スマホ1つで、欲しいものがすぐ手に入る現代。買い物は、かつてないほど便利になりました。画面を眺めていると誰かのおすすめやヒントが次々と流れて、選択肢は増えていきます。そんななかで、「買いたい」という感覚はどのように生まれ、どう変化していくのでしょうか。今回は、私たちが「何に納得して買うという選択をするのか」に目を向けながら、これからの買い物のあり方を探ります。

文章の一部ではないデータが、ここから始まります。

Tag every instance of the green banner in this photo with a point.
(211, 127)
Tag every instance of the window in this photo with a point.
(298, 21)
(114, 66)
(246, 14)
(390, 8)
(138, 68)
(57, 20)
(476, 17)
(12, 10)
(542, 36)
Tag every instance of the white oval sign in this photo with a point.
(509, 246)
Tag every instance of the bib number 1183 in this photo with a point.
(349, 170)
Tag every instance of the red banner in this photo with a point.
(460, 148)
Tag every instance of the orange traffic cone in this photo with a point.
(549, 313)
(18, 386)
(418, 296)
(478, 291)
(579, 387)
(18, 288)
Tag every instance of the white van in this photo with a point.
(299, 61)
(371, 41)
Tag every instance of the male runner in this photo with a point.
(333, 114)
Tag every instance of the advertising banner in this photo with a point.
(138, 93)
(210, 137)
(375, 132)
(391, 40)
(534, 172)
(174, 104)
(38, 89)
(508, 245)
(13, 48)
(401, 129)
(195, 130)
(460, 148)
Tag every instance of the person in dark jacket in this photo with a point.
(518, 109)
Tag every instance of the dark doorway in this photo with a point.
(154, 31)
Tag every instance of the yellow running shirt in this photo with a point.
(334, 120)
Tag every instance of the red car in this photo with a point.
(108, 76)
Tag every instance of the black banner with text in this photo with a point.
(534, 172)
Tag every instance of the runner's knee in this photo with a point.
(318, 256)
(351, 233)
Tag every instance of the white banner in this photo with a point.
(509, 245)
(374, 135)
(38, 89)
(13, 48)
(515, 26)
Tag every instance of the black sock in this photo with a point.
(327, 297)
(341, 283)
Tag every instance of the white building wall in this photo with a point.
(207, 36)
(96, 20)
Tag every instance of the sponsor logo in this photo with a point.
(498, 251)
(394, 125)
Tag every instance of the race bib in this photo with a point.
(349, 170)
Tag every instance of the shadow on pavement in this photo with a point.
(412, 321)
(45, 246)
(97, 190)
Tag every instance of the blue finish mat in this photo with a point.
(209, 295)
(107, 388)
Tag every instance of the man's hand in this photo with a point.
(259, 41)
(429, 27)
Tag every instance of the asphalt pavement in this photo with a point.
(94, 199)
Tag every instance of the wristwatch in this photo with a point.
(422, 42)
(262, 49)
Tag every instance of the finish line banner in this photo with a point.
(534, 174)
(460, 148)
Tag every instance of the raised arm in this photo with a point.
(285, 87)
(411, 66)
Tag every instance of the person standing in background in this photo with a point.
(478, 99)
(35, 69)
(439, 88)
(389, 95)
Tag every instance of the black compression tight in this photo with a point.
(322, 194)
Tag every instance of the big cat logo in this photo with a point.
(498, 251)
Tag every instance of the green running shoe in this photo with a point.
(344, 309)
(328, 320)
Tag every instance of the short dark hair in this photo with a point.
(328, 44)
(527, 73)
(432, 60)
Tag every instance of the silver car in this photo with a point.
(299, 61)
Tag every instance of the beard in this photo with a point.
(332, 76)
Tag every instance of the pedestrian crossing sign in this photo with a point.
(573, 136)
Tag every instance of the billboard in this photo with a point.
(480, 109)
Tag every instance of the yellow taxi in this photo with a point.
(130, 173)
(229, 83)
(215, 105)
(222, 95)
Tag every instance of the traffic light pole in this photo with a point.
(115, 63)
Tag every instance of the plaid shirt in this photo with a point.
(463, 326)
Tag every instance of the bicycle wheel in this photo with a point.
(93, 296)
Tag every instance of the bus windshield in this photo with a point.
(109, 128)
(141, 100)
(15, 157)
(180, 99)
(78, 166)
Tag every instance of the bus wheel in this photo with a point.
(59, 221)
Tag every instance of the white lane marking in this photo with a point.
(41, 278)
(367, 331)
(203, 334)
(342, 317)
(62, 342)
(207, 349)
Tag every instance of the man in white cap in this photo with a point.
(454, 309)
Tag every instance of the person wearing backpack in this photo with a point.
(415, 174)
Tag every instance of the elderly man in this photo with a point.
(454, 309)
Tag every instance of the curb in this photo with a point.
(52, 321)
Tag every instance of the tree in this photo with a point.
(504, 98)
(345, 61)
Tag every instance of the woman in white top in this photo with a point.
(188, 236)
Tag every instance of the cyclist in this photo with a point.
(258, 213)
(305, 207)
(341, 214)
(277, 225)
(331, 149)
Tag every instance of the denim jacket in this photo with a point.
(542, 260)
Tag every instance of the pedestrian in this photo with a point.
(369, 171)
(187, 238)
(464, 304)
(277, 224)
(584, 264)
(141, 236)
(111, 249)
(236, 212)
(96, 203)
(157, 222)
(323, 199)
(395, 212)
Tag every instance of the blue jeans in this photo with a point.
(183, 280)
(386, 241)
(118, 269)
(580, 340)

私たちは日々、無数の選択肢のなかで「何を買うか」を決めています。けれど、その選択は本当に「自分の意思」だけで成り立っているのでしょうか。そして、情報やモノがあふれる今、これからの豊かさはどこへ向かっていくのか。今回は、著書『STATUS AND CULTURE 文化をかたちづくる〈ステイタス〉の力学』で、ステイタスという視点から流行や文化のメカニズムを解き明かした文筆家のデーヴィッド・マークスさんに、購買行動のメカニズムから、5年先の未来の価値観について話を聞きました。
(文:大芦実穂/写真:幸喜ひかり)
デーヴィッド・マークスさん
文筆家。ブランド・コンサルタント。1978年、アメリカ・オクラホマ州生まれ。2001年ハーバード大学東洋学部卒業後、慶應義塾大学大学院で博士号を取得。著書に日本の服飾文化を分析した『AMETORA 日本がアメリカンスタイルを救った物語』(DU BOOKS)や、流行や文化のメカニズムを解き明かす『STATUS AND CULTURE 文化をかたちづくる〈ステイタス〉の力学』(筑摩書房)など。
Q. 人は何を求めてものを買うのですか?
A. 機能性は建前。社会的なステイタスと、自己表現のためです。
例えば、ランニングシューズを買う時、多くの人は「足にフィットするから」「走りやすいから」といった、個人的かつ合理的な理由を語るでしょう。しかし、それだけで選ばれている商品はほとんどありません。実際には、社会的なステイタスを求め、「あるブランドを履く自分」というアイデンティティーを周りに示すために買っている人が多いのです。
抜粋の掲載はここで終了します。